Recuperando textos antiguos

Preservación árabe del aprendizaje. Uno de los resultados positivos de las Cruzadas fue la nueva interacción cultural entre los mundos del judaísmo, el islam y el cristianismo. Debido a que la mayoría de los romanos educados leían tanto el griego como el latín, muchas obras filosóficas del griego antiguo nunca se tradujeron al latín, y en el caos que siguió a la caída de Roma, muchos textos griegos se perdieron en el Occidente latino. Sin embargo, sobrevivieron en Oriente y muchos fueron traducidos al árabe. A principios del siglo XII, a través de intercambios con eruditos judíos e islámicos, los eruditos cristianos occidentales en España, Sicilia, Antioquía y Trípoli llegaron a conocer todas las obras de Aristóteles, que habían sobrevivido en traducciones al árabe, y descubrieron manuscritos. también en el griego original. Además, descubrieron textos científicos antiguos, como el de Claudio Ptolomeo del siglo I Almagesto (Gran Síntesis Matemática, un nombre adquirido de las versiones árabes) en el Reino de Sicilia. También se encontraron y examinaron otros textos, tanto en árabe como en griego.

Traductores. Cuando los académicos comenzaron la tarea de traducir estas obras al latín, lanzaron un importante resurgimiento del aprendizaje en Europa occidental. Los primeros traductores, como el inglés Robert de Chester y Herman de Carintia (en la actual Austria y Eslovenia), se ocuparon de los textos de astrología. En la ciudad española de Toledo interactuaron muchos eruditos musulmanes, judíos y cristianos. Uno de los traductores más importantes que trabajó en España fue Juan de Sevilla y Limia, que tradujo obras árabes sobre matemáticas, astronomía, metrología, medicina y ocasionalmente filosofía. Los principales traductores de obras filosóficas incluyen a los italianos Gerardo de Cremona y Santiago de Venecia, Miguel el escocés, Herman el alemán y, especialmente en el siglo XIII, el belga Guillermo de Moerbecke, quien tradujo a Aristóteles del griego directamente al latín.

Nuevos libros para académicos. Entre 1120 y 1280, todas las obras conocidas de Aristóteles estuvieron disponibles en latín para los estudiantes de las escuelas de Europa occidental. Muchos trabajos científicos, incluido el de Ptolomeo Almagesto e Óptica, Euclides Óptica, y otras obras de astronomía — fueron traducidas. Muchos eruditos ingleses fueron a España a principios del siglo XII, entre ellos Adelard de Bath, Daniel de Morley y Robert de Chester. Estos eruditos llevaron libros a Inglaterra, donde Robert Grosseteste estableció una escuela de traductores en Lincoln, que preparó una nueva versión de las obras de Pseudo-Dionisio, así como otras versiones latinas de obras filosóficas griegas. Hacia 1249 Grosseteste había logrado un gran avance: había traducido una obra importante de la ética occidental, la de Aristóteles. Ética a Nicómaco.

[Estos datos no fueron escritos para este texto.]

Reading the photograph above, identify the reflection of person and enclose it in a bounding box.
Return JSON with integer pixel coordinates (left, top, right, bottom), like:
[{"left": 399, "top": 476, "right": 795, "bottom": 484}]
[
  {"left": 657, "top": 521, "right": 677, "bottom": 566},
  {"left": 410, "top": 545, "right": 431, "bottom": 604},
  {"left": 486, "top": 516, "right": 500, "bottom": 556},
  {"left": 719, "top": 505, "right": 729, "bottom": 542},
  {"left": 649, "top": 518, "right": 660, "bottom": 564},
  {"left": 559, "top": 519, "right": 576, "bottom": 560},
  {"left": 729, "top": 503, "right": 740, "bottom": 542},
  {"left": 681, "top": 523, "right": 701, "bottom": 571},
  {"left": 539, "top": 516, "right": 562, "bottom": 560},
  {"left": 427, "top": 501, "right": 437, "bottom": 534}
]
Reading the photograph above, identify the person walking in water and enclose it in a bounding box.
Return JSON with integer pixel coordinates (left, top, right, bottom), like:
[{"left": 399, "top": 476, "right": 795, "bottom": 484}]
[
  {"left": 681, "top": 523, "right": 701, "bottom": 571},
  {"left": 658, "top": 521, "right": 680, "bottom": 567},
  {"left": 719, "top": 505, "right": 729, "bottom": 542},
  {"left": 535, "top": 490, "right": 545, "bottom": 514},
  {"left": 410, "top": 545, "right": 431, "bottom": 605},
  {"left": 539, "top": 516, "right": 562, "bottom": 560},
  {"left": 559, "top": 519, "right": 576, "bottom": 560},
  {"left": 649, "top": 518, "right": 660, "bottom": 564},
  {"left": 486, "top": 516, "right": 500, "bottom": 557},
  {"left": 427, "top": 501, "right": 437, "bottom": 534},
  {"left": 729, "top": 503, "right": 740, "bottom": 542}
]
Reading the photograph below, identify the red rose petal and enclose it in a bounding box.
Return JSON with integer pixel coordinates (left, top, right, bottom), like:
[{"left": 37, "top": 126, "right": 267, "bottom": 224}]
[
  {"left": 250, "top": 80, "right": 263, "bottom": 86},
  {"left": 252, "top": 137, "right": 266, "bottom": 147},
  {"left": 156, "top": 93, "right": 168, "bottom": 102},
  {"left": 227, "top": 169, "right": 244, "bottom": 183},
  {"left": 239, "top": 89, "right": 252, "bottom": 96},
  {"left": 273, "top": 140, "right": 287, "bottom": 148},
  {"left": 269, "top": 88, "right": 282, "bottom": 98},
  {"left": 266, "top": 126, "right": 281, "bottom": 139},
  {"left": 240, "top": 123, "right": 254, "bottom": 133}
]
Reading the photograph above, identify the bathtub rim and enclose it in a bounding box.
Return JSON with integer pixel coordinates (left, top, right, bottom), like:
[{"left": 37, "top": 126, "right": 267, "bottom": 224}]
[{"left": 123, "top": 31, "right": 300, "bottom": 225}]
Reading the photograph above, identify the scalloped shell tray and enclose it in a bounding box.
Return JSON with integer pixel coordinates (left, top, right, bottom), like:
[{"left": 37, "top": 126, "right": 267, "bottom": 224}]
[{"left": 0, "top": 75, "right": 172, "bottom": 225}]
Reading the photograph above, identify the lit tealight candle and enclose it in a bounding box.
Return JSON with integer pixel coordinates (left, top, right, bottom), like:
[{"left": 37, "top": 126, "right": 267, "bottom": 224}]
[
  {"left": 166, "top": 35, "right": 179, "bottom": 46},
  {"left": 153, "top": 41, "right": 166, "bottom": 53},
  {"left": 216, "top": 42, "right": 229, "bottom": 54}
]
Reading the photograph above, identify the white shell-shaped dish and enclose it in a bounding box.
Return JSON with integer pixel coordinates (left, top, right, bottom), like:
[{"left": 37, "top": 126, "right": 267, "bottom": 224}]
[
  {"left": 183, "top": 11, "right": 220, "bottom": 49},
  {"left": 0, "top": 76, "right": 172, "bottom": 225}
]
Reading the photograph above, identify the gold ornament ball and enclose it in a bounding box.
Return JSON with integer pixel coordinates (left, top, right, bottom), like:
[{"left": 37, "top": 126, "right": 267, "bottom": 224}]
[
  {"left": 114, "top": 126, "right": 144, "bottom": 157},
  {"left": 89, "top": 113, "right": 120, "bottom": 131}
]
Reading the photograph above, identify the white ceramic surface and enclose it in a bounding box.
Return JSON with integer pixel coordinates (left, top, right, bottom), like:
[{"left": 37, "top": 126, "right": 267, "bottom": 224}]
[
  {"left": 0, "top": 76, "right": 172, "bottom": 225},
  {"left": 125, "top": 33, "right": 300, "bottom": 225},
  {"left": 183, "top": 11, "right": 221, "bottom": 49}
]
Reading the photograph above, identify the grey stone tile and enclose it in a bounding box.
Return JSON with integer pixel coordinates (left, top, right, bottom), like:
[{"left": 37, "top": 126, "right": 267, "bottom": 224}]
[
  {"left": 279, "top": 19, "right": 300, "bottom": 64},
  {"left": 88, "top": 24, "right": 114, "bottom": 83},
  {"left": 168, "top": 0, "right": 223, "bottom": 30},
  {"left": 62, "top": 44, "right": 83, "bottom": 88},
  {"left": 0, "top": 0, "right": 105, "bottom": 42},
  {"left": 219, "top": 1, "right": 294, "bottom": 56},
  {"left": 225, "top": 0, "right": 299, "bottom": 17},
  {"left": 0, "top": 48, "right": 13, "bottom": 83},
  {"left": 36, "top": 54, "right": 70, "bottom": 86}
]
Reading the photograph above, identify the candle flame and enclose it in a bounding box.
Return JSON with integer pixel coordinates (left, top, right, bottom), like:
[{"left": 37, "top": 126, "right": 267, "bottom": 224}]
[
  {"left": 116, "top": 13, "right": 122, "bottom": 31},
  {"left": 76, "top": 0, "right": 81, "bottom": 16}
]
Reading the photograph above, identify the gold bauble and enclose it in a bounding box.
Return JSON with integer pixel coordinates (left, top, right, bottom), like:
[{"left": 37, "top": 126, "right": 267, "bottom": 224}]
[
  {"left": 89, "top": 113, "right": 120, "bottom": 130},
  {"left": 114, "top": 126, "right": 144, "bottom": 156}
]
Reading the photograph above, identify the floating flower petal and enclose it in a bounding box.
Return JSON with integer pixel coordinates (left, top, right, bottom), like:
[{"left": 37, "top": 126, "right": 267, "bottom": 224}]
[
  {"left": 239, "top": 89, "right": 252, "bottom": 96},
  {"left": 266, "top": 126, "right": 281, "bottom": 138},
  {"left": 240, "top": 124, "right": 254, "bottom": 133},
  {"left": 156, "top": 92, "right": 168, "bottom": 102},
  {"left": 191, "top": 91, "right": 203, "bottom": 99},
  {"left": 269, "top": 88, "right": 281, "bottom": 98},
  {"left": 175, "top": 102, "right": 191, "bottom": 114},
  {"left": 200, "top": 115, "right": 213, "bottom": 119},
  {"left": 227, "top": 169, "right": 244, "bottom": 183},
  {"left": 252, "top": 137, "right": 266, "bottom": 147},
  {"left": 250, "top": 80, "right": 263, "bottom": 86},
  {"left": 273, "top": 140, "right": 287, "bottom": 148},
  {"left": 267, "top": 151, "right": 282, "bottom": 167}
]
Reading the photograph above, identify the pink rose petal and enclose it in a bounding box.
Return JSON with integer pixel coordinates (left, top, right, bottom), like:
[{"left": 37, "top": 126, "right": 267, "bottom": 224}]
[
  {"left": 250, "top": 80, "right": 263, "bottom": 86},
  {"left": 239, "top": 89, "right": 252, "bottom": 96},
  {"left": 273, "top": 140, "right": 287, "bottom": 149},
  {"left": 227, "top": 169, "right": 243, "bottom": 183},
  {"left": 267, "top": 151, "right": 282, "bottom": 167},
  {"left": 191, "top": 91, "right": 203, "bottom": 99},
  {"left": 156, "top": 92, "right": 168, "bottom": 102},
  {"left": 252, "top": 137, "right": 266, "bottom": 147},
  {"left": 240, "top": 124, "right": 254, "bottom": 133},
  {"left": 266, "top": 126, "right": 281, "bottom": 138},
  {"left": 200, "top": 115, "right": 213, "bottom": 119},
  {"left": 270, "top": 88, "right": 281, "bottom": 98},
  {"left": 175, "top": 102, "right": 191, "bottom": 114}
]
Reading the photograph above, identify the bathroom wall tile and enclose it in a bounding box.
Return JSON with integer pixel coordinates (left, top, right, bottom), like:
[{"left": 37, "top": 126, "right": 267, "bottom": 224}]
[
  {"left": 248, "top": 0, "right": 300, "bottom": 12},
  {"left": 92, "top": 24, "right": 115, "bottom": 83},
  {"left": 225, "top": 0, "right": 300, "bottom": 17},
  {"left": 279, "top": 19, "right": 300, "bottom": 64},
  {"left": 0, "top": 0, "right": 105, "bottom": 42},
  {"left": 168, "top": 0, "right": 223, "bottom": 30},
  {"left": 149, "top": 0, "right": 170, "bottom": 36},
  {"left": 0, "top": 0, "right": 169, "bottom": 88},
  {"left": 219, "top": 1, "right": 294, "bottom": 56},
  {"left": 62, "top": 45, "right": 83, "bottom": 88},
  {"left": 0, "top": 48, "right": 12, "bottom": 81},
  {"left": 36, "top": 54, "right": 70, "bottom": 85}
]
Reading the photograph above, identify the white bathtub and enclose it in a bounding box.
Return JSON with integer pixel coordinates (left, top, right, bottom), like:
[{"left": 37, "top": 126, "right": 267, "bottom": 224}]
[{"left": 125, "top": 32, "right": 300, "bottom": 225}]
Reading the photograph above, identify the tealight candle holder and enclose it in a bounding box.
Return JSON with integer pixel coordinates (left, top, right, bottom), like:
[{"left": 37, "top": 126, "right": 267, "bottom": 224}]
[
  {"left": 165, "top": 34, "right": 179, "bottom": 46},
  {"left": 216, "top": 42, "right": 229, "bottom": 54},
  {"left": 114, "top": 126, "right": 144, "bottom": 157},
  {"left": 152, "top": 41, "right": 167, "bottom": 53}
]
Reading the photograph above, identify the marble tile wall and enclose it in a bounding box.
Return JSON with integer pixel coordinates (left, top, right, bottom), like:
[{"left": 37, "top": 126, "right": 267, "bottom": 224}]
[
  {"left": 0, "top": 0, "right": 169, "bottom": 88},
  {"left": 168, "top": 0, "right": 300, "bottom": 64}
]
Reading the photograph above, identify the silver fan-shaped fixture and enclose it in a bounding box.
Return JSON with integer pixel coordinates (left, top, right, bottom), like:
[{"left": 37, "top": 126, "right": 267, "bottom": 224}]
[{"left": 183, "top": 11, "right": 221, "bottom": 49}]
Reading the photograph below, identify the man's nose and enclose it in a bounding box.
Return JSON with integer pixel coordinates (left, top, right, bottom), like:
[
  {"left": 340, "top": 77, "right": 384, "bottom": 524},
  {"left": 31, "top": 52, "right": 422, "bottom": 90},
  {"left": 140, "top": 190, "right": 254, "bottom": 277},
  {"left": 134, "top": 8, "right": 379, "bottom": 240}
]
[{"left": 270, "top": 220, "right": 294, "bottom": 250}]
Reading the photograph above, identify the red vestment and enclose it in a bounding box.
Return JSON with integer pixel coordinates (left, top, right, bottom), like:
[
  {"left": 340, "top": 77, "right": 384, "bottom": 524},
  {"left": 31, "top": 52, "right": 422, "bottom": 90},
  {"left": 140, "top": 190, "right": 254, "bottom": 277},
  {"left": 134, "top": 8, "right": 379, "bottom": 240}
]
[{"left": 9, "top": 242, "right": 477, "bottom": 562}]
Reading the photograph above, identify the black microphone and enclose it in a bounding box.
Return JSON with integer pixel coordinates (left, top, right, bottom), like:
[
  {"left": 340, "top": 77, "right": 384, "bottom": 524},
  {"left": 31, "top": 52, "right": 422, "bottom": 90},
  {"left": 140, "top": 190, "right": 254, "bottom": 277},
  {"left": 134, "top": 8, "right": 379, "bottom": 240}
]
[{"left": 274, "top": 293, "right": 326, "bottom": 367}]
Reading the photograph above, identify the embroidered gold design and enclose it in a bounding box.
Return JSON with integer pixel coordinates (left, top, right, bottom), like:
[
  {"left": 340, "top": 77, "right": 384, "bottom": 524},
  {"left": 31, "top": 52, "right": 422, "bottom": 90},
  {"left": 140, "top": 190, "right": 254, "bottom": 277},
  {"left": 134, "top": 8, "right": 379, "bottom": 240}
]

El auge de las universidades europeas. La afluencia masiva de obras del mundo árabe motivó parcialmente una reorganización

del currículo e instituciones educativas. Después de la fundación de las universidades medievales hacia fines del siglo XII y antes de 1255, algunas escuelas se especializaron en temas individuales, filósofos o movimientos. Por ejemplo, la Universidad de Bolonia se convirtió en el centro de estudios del derecho romano. Las escuelas de Salerno y Montpelier se convirtieron en centros para el estudio de la medicina. Oxford y Cambridge enfatizaron la formación en lógica y filosofía natural. En el siglo XIII, la Universidad de París se convirtió en la principal universidad de posgrado para estudiantes de teología, pero en el siglo XIV el plan de estudios de teología de Oxford ganó prestigio y los académicos europeos comenzaron a viajar a Inglaterra para realizar estudios teológicos.